Since a discordance between provider and patient ethnicity and race has been cited as a reason for low enrollments, we asked the providers if they would be willing to identify their ethnicity and race by email.
OUTCOMES AND MEASURES
The primary objective was to examine the level of trust in AA myeloma trial participants at Winship using TMR. TMR is a four-item questionnaire that measures patient confidence in the safety, fidelity, and honesty of research. The items are graded on a scale of 1 to 5, with some items reverse coded so that higher scores indicate greater trust in medical researchers and lower scores indicate greater mistrust. We compared the mean score for our participants to the TMR’s mean score (11.65) for the African Americans in the Hall national study. The Hall study participants were mostly white (n=3623, 89% white). The mean score for the white participants in the Hall study was 12.46 and the overall mean was 12.4.

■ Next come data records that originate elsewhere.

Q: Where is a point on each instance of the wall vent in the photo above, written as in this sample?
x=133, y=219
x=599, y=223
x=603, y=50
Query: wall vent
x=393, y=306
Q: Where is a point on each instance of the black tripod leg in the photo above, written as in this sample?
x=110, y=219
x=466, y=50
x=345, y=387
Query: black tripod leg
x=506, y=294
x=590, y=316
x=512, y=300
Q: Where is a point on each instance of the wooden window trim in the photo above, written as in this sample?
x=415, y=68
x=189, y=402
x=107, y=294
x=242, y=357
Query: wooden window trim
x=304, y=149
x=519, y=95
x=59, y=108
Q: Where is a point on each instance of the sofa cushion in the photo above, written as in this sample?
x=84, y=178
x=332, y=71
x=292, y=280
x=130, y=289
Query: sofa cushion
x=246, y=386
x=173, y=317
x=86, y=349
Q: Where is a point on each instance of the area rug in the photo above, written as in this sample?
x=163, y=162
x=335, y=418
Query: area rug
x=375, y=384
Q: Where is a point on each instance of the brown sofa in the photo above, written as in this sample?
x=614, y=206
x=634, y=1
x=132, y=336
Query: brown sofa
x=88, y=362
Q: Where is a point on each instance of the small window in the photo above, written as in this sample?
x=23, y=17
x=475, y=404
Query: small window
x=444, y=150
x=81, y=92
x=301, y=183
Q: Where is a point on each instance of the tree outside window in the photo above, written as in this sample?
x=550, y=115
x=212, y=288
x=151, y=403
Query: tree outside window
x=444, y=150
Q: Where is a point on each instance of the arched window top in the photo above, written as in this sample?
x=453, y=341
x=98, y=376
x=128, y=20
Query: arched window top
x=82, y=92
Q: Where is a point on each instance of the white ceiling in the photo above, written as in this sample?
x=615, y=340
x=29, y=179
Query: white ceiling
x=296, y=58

Secondary objectives aimed to identify any existing barriers present at Winship. We assessed participants’ connection with their providers, levels of importance of clinical trial related factors (i.e., costs, distance, side effects), and religiosity. The sixteen item Human Connection (THC) Scale developed by Mack et al was utilized to assess the extent to which patients felt a sense of mutual understanding, caring, and trust with their physicians The population of the Mack study included 217 participants, 85% white and 8% AA, with a mean THC score of 54.7 (Range: 16 to 64). The five item Duke University Religion Index (DUREL) and adapted questions from Lannin et al. were incorporated to evaluate religiosity. The three components of the DUREL include organizational religious activity, non-organizational religious activity, and intrinsic religiosity (or subjective religiosity). Organizational religious activity (ORA) involves public religious activities such as attending religious services or participating in related religious activity (prayer groups, Scripture study groups, etc.). Non-organizational religious activity (NORA) consists of religious activities performed in private, such as prayer, scripture study, watching religious TV or listening to religious radio. Intrinsic religiosity (IR) assesses degree of personal religious commitment or motivation. IR involves pursuing religion as an end-in-itself. The DUREL measures each of these dimensions separately as reported in Table III. Lannin’s four true or false questions assessed participants’ religious beliefs in relation to medical research [21]:
Table III:
Mean Scores of Survey Reponses
| Survey | Mean | Maximum |
| TMR (n=61) | 14.9 | 20 |
| THC (n=61) | 57.7 | 64 |
| DUREL-ORA (n=59) | 3.84 | 5 |
| DUREL-NORA (n=59) | 4.36 | 5 |
| DUREL-IR (n=59) | 4.35 | 5 |
| Distance (n=61) | 6.54 | 10 |
| Cost (n=61) | 7.54 | 10 |
| Side Effects (n=61) | 8.48 | 10 |
If a person prays about cancer, God will heal it without medical treatments,
Since God will determine whether or not I will die from my cancer, I must just believe in Him and trust Him rather than look for research to cure my cancer.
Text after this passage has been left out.